Ever since I wrote this column about The Breakup Buy—as in, the impulse purchase that kind of / actually / okay, yeah helps you mend a broken heart—I've been getting lots of mail. It's got a very common theme, probably best summarized by Meredith from San Francisco. She tweets, "@FaranKrentcil What if instead of getting over a dude, you want to just GET him?"
For that, I offer the following disclaimer: I can tell you all about getting dudes to notice you, but as far as keeping them, go talk to Gwyneth at Goop or something. I've been pining for the same lame guy for like three years, and he's not even a Gyllenhaal.
But if you really want to listen, I've wrangled an expert from the other side of the battle lines. Boppers, meet Mat Devine, the frontman for the cult rock band Kill Hannah who's also a Broadway actor, a presenter on Fuse TV, and the dude I may or may not have made out with at Alexander Wang's Fashion Week party. Oops. (Note to you, and Mat, and whoever else cares: this is not the guy I've had a perpetual crush on, so, uh, let's move on.)
I'm a big advocate of dressing for yourself, not for guys. I say this because, frankly, what you think of yourself is way more important than what the hot guy in your bartending class thinks. Mat says this for another reason. "When a girl shows up for a first date and she's dressed like me—not like herself—it's kind of a turn off. Like she doesn't have a strong sense of identity. If you're normally in nice dresses and cute blazers, and all of a sudden, you show up in a brand new Iron Maiden T-shirt, it's pretty transparent. What's wrong with the nice blouse you had on when we met?"
"Then there's the quandary about baring skin," says Mat. "You don't need to show up in a dress that's going to dissolve in water—really, it gives us the wrong idea. Quality girls lever LEAD with their physical assets. If you want a guy to think about you in a more, uh, physical way, make your outfit suggestive but not overt. You don't have to wear a push-up bra, you don't have to expose any cleavage. I know girls' magazines always say the opposite, but for most guys I know, seeing a shoulder and little bit of an exposed bra strap is okay. Most guys have a really vivid imagination so it gets me thinking, probably, I mean, you know, inappropriate things."
My favorite claim from certain women's magazines is that men hate "high fashion" outfits. Mat debunks this. "I think it's impressive when a girl's wearing a high-end outfit, as long as they can own it. If you're comfortable in - what's that thing called -a peplum? Then do it! It's cool and when a girl has her own sense of style, it means she has her own identity. There's nothing better than that."

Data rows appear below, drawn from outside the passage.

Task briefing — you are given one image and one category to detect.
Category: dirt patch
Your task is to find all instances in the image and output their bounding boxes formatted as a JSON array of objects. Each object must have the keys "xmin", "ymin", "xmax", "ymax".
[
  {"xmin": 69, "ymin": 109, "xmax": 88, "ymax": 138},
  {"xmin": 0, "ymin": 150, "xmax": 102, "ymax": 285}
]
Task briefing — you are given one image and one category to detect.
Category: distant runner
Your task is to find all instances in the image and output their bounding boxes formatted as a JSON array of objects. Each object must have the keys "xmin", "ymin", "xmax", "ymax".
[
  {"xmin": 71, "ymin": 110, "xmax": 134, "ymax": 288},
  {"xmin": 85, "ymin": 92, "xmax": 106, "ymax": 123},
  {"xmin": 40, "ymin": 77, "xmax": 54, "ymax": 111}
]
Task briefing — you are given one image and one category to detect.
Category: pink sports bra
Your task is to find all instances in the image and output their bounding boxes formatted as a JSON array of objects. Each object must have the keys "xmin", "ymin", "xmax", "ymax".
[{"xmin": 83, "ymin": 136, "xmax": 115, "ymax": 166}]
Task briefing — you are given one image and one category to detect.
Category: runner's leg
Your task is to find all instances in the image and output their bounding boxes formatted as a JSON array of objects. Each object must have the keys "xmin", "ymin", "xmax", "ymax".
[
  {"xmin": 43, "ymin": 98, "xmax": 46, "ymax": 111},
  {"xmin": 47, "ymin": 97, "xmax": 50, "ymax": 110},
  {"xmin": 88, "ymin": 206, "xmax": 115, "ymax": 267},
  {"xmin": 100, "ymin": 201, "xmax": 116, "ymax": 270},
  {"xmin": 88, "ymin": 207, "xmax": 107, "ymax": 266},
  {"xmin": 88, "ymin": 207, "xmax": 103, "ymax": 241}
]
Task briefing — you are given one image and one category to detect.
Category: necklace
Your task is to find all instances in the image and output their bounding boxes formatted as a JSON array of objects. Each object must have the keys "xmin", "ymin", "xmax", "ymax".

Not even super-sexy lingerie? "Oh gosh, please no. When I was young, I had a girl show up wearing a full candy apple red corset, lingerie, garter belt. It was such a turnoff because I felt like it was so unnatural! It made me uncomfortable. I think the only thing about underwear, getting back to reality, is that it's important to have nice underwear—not fancy, but nice—because you can see a red flag with underwear. You can get away with a tattered T-shirt but you can't get away with a sweat-stained, dirty bra. It's like, if a dude shows up with a nice car but it's covered in dirt. You're like, 'Why can't this dude keep his car clean?' It makes you ask questions. If you can't keep your underwear up to code, I don't want to know what else you can't handle.

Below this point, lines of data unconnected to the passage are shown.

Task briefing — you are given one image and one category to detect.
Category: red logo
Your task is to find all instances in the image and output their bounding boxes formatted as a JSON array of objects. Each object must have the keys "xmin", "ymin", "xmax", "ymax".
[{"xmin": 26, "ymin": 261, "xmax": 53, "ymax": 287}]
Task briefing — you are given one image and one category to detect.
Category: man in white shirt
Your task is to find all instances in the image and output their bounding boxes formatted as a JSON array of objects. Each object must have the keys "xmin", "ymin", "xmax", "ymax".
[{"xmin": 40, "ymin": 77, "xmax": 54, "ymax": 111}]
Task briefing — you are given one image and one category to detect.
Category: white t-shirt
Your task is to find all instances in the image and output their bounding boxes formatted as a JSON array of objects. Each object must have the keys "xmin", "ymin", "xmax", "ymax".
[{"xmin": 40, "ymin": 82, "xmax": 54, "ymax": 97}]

"Oh, and there's one more thing—am I allowed to veto sweatpants on a date? I would like to veto sweatpants on a date. Unless you are going to play basketball, or you are a professional rapper—a very successful one!—then no. Are you dashing from your Maybach into Starbucks on a Sunday afternoon with a Grammy in your hand? Then no, you can wear something besides sweatpants.
"This is all very hypocritical for me, by the way, because I'm always wearing like, I'm-on-tour-I-don't-do-laundry clothes."
Note to Shopbop: your new menswear section can't launch soon enough.